I really dislike HN's habit to label controversial or incorrect articles as "misleading" - and then offer "corrections" that would radically alter an article's point.

The article's main claim is that around 30% of all serious ly ill COVID-19 patients develop blood clots - and the headline conveys that quite correctly.

Now that claim is quite likely incorrect or at least not the majority opinion - so you're very justified to criticize it. However to be able to do that we must at least acknowledge what the article was saying in the first place and not pretend it was saying something completely different.

A quick Google seems to indicate that the title is fair:

From news article:

> Up to 30% of patients who are seriously ill with coronavirus are developing dangerous blood clots, according to medical experts.

(One doctor anecdotally thinks its higher)

From journal article https://www.nature.com/articles/d41586-020-01403-8

> Studies from the Netherlands and France suggest that clots arise in 20–30% of critically ill COVID-19 patients. 1,2

But yes, rounding "20-30%" up to "one third" is a bit odd. The news article seems to leave the reader to do their own discovery of sources. So you're not wrong to be skeptical, but you're not right that it's wrong :)

There's a significant difference in hospital patients vs critically ill hospital patients. So yes, the article is wrong.
Rounding critically ill down to seriously ill is also misleading, if that is what he did.
There is non-anectodal evidence. In Hamburg/Germany they conducted more than 190 autopsies and found a surprising number of thrombosis. About 30% of the patients who dies with COVID-19 may have actually died from lung embolism.
In Italy most hospitals are treating hospitalized patients with heparin exactly for this reason.
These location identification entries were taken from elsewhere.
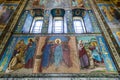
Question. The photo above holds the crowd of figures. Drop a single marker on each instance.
(56, 52)
(89, 55)
(22, 56)
(5, 12)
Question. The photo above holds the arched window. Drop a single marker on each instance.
(58, 25)
(37, 25)
(78, 25)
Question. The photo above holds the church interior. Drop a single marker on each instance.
(60, 39)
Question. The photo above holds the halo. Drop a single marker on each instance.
(57, 40)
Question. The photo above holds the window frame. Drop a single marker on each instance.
(62, 24)
(34, 24)
(83, 28)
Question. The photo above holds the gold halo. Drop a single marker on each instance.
(57, 40)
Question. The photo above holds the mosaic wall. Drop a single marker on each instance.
(58, 54)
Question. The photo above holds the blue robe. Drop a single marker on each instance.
(46, 55)
(30, 52)
(58, 55)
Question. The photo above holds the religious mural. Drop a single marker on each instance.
(62, 54)
(19, 55)
(77, 3)
(59, 54)
(50, 3)
(6, 11)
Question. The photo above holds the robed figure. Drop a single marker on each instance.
(84, 60)
(31, 47)
(66, 54)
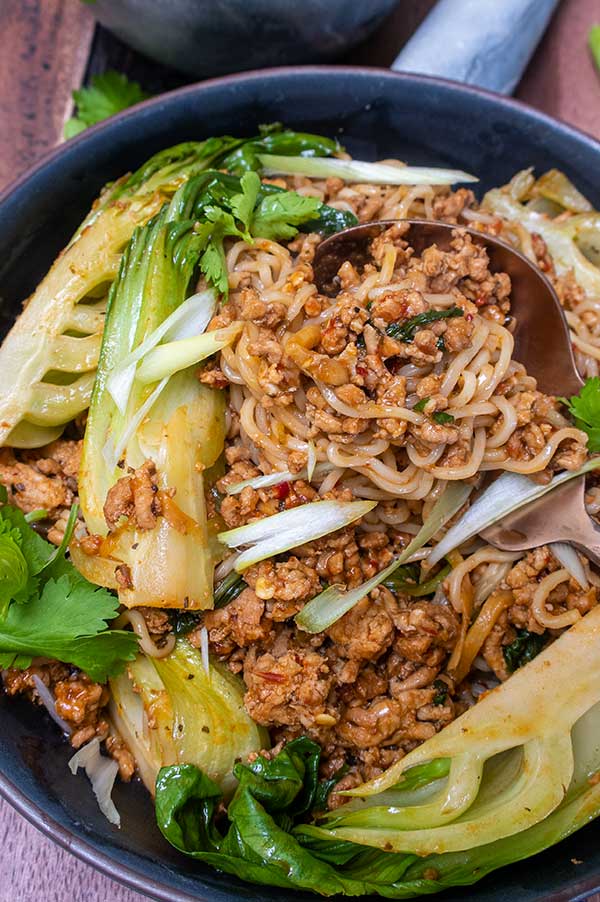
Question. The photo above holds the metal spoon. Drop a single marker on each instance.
(542, 345)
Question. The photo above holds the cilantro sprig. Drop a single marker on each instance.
(594, 44)
(107, 95)
(226, 206)
(585, 410)
(48, 609)
(406, 331)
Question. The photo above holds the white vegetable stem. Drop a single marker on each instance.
(102, 772)
(508, 493)
(190, 318)
(288, 529)
(275, 478)
(359, 171)
(566, 555)
(170, 358)
(330, 605)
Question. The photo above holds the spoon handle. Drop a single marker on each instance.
(487, 43)
(585, 537)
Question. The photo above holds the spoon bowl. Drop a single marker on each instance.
(542, 341)
(542, 345)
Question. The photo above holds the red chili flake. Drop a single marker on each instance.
(270, 677)
(282, 490)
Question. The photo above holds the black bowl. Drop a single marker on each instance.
(375, 114)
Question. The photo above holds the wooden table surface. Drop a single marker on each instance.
(47, 48)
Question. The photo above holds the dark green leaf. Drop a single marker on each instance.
(329, 221)
(406, 331)
(594, 42)
(108, 94)
(441, 695)
(68, 622)
(524, 649)
(442, 418)
(277, 141)
(242, 204)
(14, 574)
(183, 622)
(229, 588)
(585, 409)
(401, 581)
(278, 215)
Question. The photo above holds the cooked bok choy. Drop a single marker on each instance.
(178, 423)
(171, 710)
(509, 778)
(148, 404)
(48, 360)
(512, 758)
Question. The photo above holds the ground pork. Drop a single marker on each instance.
(134, 497)
(43, 479)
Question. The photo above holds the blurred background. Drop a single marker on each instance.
(49, 48)
(54, 60)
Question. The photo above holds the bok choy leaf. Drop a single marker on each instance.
(324, 610)
(538, 737)
(49, 358)
(508, 493)
(170, 710)
(359, 171)
(289, 529)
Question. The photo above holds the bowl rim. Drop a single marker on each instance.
(74, 842)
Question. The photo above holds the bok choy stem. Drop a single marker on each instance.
(182, 431)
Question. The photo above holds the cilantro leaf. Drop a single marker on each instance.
(108, 94)
(585, 410)
(14, 574)
(442, 418)
(214, 265)
(406, 331)
(48, 608)
(594, 43)
(243, 204)
(277, 215)
(68, 622)
(524, 649)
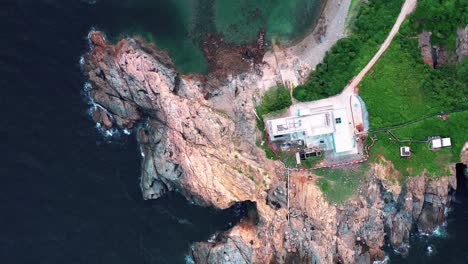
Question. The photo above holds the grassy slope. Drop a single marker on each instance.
(435, 163)
(394, 88)
(339, 184)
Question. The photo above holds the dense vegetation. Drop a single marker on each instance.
(275, 99)
(441, 17)
(349, 55)
(402, 87)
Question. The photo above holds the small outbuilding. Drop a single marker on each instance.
(446, 142)
(405, 151)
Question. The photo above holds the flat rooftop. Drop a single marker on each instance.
(311, 125)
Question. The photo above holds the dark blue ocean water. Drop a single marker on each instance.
(69, 196)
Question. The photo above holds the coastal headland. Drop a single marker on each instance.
(198, 135)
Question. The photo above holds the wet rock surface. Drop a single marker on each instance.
(205, 148)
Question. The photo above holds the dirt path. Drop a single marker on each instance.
(406, 9)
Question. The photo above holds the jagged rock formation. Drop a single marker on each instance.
(202, 141)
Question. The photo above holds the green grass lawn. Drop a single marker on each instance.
(352, 14)
(341, 183)
(423, 158)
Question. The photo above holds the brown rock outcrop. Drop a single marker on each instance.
(205, 148)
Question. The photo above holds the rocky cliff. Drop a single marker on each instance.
(202, 141)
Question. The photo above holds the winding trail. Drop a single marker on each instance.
(406, 9)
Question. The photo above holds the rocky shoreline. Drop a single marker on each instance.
(199, 137)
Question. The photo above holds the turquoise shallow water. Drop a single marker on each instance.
(180, 25)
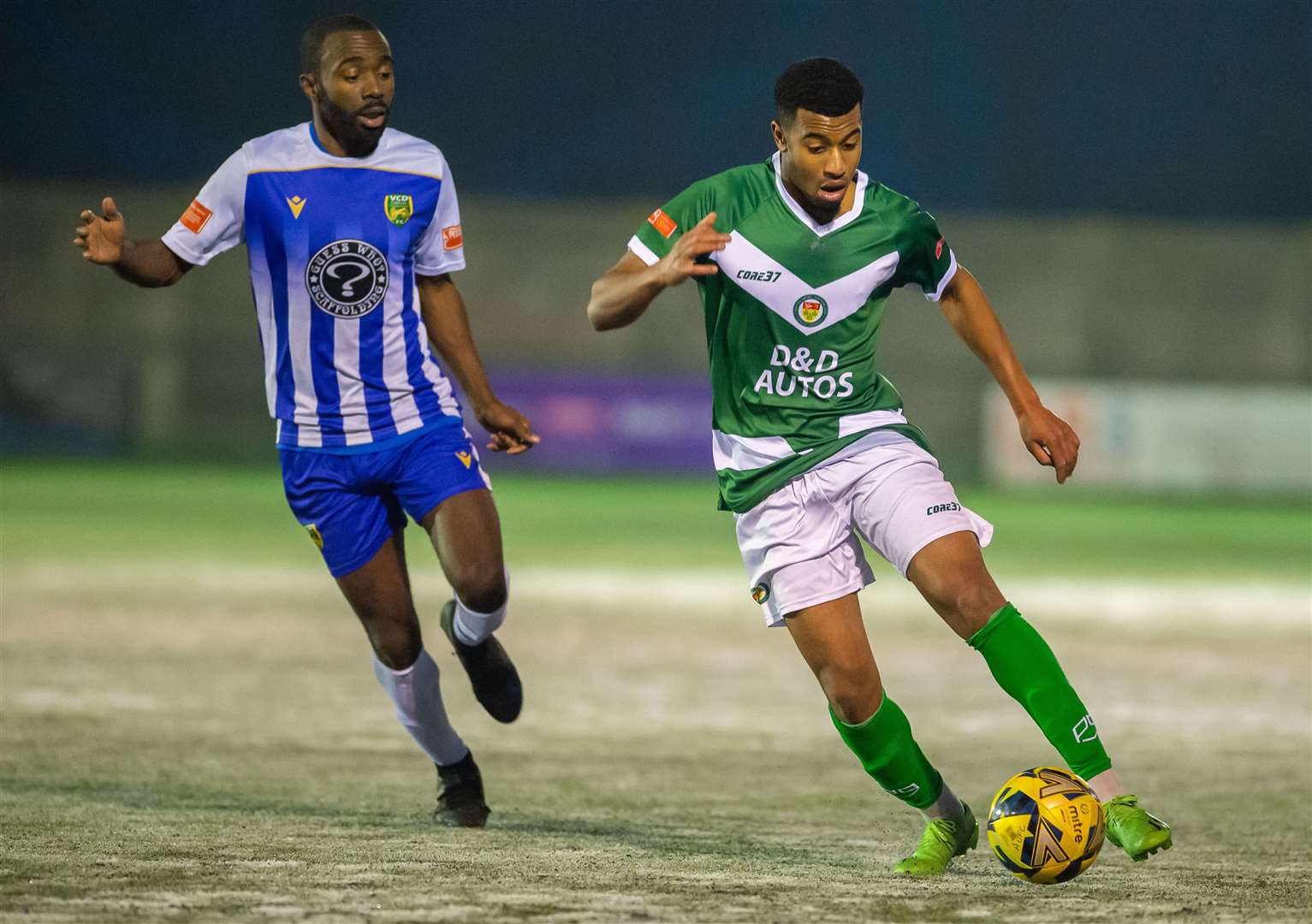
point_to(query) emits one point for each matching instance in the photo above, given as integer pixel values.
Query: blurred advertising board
(1159, 435)
(609, 423)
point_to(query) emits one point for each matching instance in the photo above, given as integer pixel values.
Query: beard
(357, 140)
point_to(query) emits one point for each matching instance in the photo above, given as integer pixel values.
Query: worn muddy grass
(181, 750)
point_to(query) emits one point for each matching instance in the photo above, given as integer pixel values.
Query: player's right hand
(697, 241)
(101, 236)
The government forbade autopsies, but some doctors did them anyway and came back with the same result as Hamburg (note: some virologists called those findings "baloney" in public when they were shared, shortly before the Hamburg study came out).
The German official institution for disease prevention (RKI) also discouraged from making autopsies. The Hamburg pathologists did not give a shit, said that it is their job to find out what happened and carried on. I am so happy that there are still many people out there who can think for themselves.
Why are autopsies being forbidden/discouraged? Is it to minimize biohazards and contamination?
In the Italian case, safety was mentioned, and the governmental expert panel was quoted as saying that autopsies were unnecessary since the cause of death was known.
Fraction of people who died is a completely different metric from fraction of people admitted to the hospital.
That is correct. The headline is misleading, but there is data to backup what the the content claims. That's what I was pointing out.